Chapter Twenty-seven

Sandy was surprised when Perez was at Sumburgh Airport to meet him. He’d left his car there and he could have driven north fine by himself. After a few beers and a meal in the hotel in London he’d slept like a baby until his alarm clock had woken him and in the morning the city hadn’t seemed quite so daunting or closed in.
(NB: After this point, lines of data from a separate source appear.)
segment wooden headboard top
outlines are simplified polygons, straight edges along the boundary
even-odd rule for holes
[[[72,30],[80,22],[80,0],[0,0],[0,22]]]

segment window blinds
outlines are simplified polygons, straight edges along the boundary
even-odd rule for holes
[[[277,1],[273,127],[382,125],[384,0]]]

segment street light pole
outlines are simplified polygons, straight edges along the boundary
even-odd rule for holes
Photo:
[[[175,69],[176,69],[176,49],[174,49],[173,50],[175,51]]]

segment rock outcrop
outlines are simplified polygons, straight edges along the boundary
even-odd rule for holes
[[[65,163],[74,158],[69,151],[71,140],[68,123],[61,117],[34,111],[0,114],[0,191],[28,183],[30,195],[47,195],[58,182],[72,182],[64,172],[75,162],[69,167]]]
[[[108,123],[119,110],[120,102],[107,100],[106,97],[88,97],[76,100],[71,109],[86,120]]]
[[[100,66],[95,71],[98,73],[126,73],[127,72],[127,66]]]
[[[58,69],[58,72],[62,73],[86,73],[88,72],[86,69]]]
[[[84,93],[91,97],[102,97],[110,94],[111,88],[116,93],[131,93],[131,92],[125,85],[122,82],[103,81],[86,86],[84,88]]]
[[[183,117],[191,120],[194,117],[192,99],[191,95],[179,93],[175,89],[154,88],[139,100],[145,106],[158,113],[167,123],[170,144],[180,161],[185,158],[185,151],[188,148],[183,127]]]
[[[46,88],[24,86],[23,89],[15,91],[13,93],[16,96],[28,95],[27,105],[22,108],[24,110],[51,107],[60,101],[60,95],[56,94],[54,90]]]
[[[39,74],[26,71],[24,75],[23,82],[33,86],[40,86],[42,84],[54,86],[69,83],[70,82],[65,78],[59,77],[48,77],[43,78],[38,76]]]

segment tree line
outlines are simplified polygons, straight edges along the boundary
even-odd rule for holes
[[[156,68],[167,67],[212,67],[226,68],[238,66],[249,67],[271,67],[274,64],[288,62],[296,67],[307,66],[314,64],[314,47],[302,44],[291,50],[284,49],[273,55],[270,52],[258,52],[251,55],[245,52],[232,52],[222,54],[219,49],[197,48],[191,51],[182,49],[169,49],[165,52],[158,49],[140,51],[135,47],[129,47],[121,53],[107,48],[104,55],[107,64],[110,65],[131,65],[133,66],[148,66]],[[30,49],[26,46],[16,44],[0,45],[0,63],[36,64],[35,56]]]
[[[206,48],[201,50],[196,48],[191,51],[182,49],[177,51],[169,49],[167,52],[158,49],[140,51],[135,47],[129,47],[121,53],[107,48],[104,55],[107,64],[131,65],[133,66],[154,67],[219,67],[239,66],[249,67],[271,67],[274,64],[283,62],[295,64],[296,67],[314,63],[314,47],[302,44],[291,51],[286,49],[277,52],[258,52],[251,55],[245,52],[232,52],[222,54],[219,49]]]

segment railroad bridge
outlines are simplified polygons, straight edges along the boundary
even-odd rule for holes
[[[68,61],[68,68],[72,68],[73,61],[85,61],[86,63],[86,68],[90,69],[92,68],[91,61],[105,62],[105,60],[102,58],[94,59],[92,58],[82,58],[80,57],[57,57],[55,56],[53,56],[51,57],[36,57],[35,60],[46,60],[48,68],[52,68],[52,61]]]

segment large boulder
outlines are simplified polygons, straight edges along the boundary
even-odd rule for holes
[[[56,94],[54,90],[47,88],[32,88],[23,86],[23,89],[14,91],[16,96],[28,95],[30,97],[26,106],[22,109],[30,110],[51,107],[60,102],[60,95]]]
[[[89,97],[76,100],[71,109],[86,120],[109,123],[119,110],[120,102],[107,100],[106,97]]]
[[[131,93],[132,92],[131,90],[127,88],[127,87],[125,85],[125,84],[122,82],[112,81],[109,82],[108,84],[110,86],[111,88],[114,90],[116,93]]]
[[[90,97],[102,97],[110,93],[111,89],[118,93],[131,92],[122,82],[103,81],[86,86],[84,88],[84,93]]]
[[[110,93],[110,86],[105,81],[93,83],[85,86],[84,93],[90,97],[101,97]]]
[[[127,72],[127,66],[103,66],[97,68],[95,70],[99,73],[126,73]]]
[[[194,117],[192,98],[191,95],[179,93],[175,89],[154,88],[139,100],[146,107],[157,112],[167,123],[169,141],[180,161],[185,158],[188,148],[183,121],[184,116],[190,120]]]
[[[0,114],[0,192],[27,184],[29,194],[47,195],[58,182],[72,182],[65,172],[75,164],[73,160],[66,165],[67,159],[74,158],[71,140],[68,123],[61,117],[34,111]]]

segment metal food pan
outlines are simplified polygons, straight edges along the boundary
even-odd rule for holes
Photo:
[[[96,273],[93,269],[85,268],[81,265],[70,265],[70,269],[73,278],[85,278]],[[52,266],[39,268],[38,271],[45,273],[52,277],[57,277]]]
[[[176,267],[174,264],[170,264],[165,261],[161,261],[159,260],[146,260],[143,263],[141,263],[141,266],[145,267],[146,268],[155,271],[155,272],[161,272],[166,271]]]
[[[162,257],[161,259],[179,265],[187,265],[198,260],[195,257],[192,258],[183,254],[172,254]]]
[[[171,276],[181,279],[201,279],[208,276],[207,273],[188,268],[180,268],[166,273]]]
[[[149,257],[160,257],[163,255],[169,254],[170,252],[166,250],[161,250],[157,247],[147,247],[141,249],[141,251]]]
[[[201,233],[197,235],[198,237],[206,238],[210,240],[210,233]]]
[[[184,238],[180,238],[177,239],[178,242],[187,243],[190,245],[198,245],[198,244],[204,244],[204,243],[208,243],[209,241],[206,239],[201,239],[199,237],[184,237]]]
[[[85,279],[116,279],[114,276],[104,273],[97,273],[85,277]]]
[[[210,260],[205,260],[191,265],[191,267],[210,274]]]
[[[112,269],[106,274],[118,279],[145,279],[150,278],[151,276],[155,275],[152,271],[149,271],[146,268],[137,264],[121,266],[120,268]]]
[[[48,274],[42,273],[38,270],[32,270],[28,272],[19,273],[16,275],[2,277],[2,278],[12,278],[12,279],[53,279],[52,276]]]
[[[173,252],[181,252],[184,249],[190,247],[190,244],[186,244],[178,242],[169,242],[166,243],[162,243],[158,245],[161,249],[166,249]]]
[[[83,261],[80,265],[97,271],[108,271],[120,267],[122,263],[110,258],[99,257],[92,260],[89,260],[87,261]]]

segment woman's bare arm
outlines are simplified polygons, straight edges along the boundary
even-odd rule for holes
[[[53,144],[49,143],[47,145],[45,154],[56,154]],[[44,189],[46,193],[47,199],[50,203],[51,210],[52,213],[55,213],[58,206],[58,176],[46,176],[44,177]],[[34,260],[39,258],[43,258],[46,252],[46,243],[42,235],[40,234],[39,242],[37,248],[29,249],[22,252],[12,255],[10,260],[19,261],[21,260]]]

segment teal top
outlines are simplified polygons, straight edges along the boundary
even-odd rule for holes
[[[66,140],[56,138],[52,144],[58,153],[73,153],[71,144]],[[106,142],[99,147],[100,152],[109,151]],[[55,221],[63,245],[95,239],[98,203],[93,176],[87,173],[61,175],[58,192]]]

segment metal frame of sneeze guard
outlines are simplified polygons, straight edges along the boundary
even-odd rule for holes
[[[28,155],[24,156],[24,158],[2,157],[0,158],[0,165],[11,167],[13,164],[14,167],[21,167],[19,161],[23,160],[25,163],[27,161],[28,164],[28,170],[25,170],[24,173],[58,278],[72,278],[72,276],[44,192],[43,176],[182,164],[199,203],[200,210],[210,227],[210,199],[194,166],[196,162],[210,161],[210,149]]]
It helped that he had something physical to bring back to Perez in the form of Hattie’s letters and the SIM card from her mother’s phone. He’d made some notes about the conversation too, but he didn’t trust himself much with words. At least he wasn’t coming back empty-handed.

In the plane he’d looked out for the first sight of Sumburgh Head and landing there he felt relief at being back safely without having messed up in any dramatic way. Then he saw Perez waiting for him in the terminal, leaning against the wall by the car rental desk, and he felt nervous all over again.